The tech helping women manage the menopause

Debbie Dickinson experienced her most memorable hot flush in 2019

According to the 55-year-old, “I was at home and felt exceptionally bewildered.” I had no idea what was going on in my body in the slightest.

“However, at that point I had an ah-ha moment and realized that something significant was taking place.” That something was the menopause.

Debbie, who lives in Miami, Florida, got the idea to ask older women in her family for advice on how to best deal with the side effects that women experience before and after they stop having periods. The latter typically occurs around 51 years old.
Debbie started trying a lot of Do-It-Yourself solutions to make ends meet in the interim, remembering to open her cooler and stand in front of it.

She claims that despite receiving supportive guidance, she felt unprepared for this phase of her life.

“There is so little education and understanding about the menopause. Shame and ageism are to blame for a lot of this, even though it happens all the time.”

Debbie came up with the idea for a portable device that could keep women cool after experiencing a hot flush in her car later that same year.

She had numerous contacts in the region as a former chief for Johnson and Johnson’s medical care monster.

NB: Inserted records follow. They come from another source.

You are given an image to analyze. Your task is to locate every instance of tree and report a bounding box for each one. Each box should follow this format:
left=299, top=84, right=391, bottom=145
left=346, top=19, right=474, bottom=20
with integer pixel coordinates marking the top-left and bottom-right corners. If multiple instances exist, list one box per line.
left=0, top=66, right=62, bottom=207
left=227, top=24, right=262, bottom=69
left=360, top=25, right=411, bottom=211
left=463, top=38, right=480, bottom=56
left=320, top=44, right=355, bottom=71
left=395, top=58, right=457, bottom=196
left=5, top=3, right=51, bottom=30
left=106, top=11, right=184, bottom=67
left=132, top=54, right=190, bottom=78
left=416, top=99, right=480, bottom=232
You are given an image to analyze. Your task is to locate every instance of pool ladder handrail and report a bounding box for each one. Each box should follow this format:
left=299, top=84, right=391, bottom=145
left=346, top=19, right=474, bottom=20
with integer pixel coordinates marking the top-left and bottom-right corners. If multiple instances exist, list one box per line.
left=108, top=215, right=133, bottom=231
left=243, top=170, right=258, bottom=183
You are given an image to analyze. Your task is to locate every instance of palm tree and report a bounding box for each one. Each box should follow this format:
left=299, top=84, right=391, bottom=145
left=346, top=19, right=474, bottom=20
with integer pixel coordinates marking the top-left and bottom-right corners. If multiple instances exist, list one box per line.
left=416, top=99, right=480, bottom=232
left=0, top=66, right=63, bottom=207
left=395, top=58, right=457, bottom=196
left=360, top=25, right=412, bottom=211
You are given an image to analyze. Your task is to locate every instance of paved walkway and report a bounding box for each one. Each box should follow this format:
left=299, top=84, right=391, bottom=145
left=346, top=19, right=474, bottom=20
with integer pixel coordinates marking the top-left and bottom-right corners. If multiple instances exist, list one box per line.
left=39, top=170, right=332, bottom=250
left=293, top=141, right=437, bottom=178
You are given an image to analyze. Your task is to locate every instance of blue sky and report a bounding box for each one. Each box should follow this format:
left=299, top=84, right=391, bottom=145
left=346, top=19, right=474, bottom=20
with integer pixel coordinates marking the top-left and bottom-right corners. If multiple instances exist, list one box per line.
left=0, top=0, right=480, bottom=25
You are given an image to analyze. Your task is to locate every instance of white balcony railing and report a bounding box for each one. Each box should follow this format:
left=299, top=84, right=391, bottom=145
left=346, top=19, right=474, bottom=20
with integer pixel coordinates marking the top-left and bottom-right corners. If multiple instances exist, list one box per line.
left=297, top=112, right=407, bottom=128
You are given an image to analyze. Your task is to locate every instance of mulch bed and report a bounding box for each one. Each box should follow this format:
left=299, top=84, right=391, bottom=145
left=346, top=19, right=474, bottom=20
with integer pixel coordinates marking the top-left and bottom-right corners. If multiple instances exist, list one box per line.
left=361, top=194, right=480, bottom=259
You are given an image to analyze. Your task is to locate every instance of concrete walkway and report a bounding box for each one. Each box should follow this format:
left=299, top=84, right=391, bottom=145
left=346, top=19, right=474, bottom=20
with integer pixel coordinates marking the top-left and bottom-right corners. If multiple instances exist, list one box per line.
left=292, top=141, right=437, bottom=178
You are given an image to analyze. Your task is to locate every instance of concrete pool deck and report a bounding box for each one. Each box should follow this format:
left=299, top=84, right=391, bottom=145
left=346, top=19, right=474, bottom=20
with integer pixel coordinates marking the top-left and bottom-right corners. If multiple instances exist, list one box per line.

She collaborated with a group of specialists, researchers, and specialists to develop the wristband and associated application known as Thermaband. She was so prepared to raise $1.5 million (£1.3 million) in speculation.

The wristband is powered by computerized reasoning software that monitors the wearer’s temperature and can send a cooling sensation when it detects a hot flush. Then again, it can moreover give heat, at whatever point required.